Specifically: what if the ideal layout for a campaign module is to split it into two halves: a story half and a setting half? The story half contains the “critical path”—a list of all of the scenes that are expected to occur throughout the adventure, plus some basic information for different ways those scenes might resolve and how they could affect other, future scenes.
Every time a scene in the story half references a particular place or NPC, it references the appropriate entry in the setting half, so that the DM can refresh their memory and improve their adaptability both before and during the session.
Will this work? I’m not entirely sure, but it does seem to follow the workflow I’ve worked out for myself after years of DMing. And, when you think about it, this kind of shift does make a certain amount of sense.
D&D modules started out, originally, as wargaming dungeons—the kind of space-based environments that didn’t really have much emergent narrative gameplay and instead focused on the challenges or loot that the players would encounter in each “room.” But as time has gone on, this style of play has shifted and expanded, leading to a much more narrative approach that is less delineated by space than by narrative circumstances—i.e., scene.
Perhaps, then, it’s time that module design changed to match this changing play reality as well.
Campaign Advice Roundup | February 14, 2023
- The only way for a player to know they’re being scried on is if they can see invisible objects. To conceal that a player is being scried upon out-of-game, you can either ask them to make a saving throw (but not tell them what it’s for) or just make the saving throw yourself.

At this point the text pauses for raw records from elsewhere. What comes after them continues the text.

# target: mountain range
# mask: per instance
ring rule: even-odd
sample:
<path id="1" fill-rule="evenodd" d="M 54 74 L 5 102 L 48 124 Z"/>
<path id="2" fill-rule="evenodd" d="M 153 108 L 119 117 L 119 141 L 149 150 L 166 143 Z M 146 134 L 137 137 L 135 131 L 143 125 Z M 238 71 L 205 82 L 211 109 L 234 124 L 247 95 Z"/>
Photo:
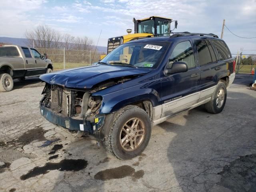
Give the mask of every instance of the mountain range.
<path id="1" fill-rule="evenodd" d="M 15 38 L 14 37 L 0 37 L 0 42 L 12 45 L 20 45 L 20 46 L 27 46 L 28 40 L 26 38 Z M 93 49 L 95 48 L 95 46 L 93 46 Z M 100 52 L 107 52 L 107 47 L 97 46 L 97 50 Z"/>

- When running travel sequences, the best way to create a sense of progression and time is to (1) run a number of random encounters that foreshadow future plot arcs, develop current plot arcs, and/or build out the world in a way that adds depth to the campaign’s dramatic questions; (2) use lots of landmark-specific flavor text that makes the players feel like they’re watching a travel montage; and (3) if the journey takes several days or more, create one or more ongoing mysteries and/or roadside dramas that slowly unfold over the course of the journey.
- The wish spell is not omnipotent—Wild Beyond the Witchlight makes this clear. It can give unexpected results, or even fail entirely. A useful metaphor might be like water on the top of a pockmarked hill. The players want the water to flow down into their bucket at the bottom, but the water will happily flow into the closest crevasse that will hold all of it, even if it's still most of the way up the peak. The taller the hill (i.e., the more ambitious the wish), the sooner the water will find a crevasse that the players didn't want or expect. The easy way to use wish is to use one of its listed properties or replicate a spell; that's like pouring water directly from a faucet into your bucket. But as your wish gets more ambitious, the water finds easier and easier ways to flow—like the spell description itself suggests, wishing for the villain to be dead may only transport you to a time period in which they’ve been dead for fifty years.